248
Sebenarnya sejak semalam, saya sudah merasa tidak enak badan. Namun karena hari ini adalah hari ulang tahun Mentari, saya bertahan—menenggak minuman berenergi agar saya bisa memberikan kejutan untuknya.
Saya harap, Mentari benar-benar memaafkan saya setelah ini, walau butuh waktu yang cukup lama, setidaknya hubungan kami tak lagi hambar dan dingin seperti saat baru bercerai.
Mungkin hari ini adalah ambang batasnya, tapi demi mengembalikan kepercayaan Mentari, lebih baik saya menyembunyikan hal ini dari dia.
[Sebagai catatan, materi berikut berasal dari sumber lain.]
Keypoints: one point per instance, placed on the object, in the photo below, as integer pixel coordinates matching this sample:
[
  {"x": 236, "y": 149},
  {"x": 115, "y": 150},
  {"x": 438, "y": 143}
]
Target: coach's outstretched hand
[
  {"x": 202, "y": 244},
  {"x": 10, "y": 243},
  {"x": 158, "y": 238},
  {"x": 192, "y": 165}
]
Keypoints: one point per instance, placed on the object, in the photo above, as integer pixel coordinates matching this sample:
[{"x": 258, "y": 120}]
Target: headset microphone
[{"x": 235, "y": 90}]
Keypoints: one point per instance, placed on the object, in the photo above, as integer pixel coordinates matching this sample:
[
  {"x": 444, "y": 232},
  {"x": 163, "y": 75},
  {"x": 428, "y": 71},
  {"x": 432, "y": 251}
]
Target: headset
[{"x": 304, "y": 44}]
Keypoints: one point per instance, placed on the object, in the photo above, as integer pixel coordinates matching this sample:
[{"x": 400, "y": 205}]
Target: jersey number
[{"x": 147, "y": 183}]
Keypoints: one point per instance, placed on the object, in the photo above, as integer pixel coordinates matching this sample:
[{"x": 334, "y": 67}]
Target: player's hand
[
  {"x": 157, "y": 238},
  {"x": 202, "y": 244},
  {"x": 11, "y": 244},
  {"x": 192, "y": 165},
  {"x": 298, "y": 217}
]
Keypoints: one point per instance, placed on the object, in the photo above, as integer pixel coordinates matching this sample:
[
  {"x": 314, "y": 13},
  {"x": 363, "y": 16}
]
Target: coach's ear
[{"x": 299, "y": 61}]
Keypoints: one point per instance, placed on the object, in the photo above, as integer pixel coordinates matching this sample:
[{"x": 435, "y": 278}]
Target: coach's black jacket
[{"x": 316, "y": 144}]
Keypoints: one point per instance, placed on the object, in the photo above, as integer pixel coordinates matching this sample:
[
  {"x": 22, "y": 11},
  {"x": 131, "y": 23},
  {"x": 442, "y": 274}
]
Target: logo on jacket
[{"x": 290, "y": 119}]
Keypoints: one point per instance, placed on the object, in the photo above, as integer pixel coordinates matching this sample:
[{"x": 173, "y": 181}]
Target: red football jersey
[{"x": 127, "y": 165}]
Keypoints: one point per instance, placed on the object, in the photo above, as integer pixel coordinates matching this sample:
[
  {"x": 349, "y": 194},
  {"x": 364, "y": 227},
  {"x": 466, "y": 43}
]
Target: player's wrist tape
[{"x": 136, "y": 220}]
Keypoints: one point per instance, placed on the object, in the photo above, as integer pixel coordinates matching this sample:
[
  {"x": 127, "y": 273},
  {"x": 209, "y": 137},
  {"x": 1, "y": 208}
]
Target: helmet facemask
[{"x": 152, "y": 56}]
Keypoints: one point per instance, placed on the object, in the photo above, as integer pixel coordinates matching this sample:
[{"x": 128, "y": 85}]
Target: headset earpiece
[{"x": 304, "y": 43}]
“Happy birthday, Ma,” ucap saya dengan tatapan tulus, tapi alih-alih mendapat respon, saya justru menemukan sisa air mata di wajahnya yang sembab itu.
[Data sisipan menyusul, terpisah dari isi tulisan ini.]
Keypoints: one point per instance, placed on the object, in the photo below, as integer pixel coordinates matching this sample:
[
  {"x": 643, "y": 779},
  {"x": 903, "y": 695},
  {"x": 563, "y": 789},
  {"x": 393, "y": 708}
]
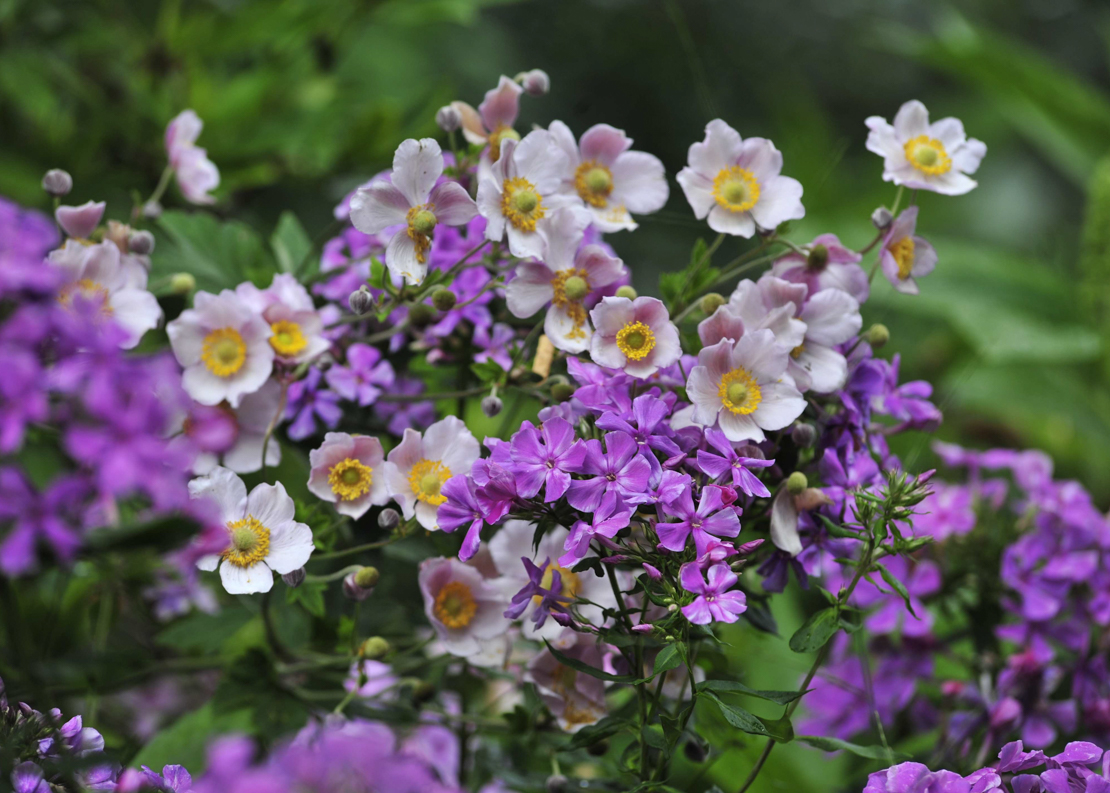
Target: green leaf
[
  {"x": 781, "y": 698},
  {"x": 290, "y": 242},
  {"x": 816, "y": 631},
  {"x": 835, "y": 744}
]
“You okay? Abis nangis?” Saya mendekati Mentari, namun ia menjauh. “Makasih kuenya. Buruan, mandi. Nanti telat ketemu Kak Jordan.”
“Ri, entar dulu. Jawab pertanyaan saya yang tadi,” cecar saya.
“Enggak. Udah deh, kamu kan orangnya paling anti telat. Mendingan sekarang mandi, ganti baju or apa deh, terserah kamu. Gak enak sama Kak Jordan sama istrinya.”
“Ri.” Nada saya sangat serius kali ini.
“Please?” Ia melepas genggaman saya. Dan perlakuan Mentari tersebut, untuk yang kesekian kali membuat saya merasa payah.
I mean... saya sudah mengerahkan berbagai cara untuk mendapat kepercayaannya lagi, tapi entah mengapa Mentari selalu menganggap sepele semua usaha saya.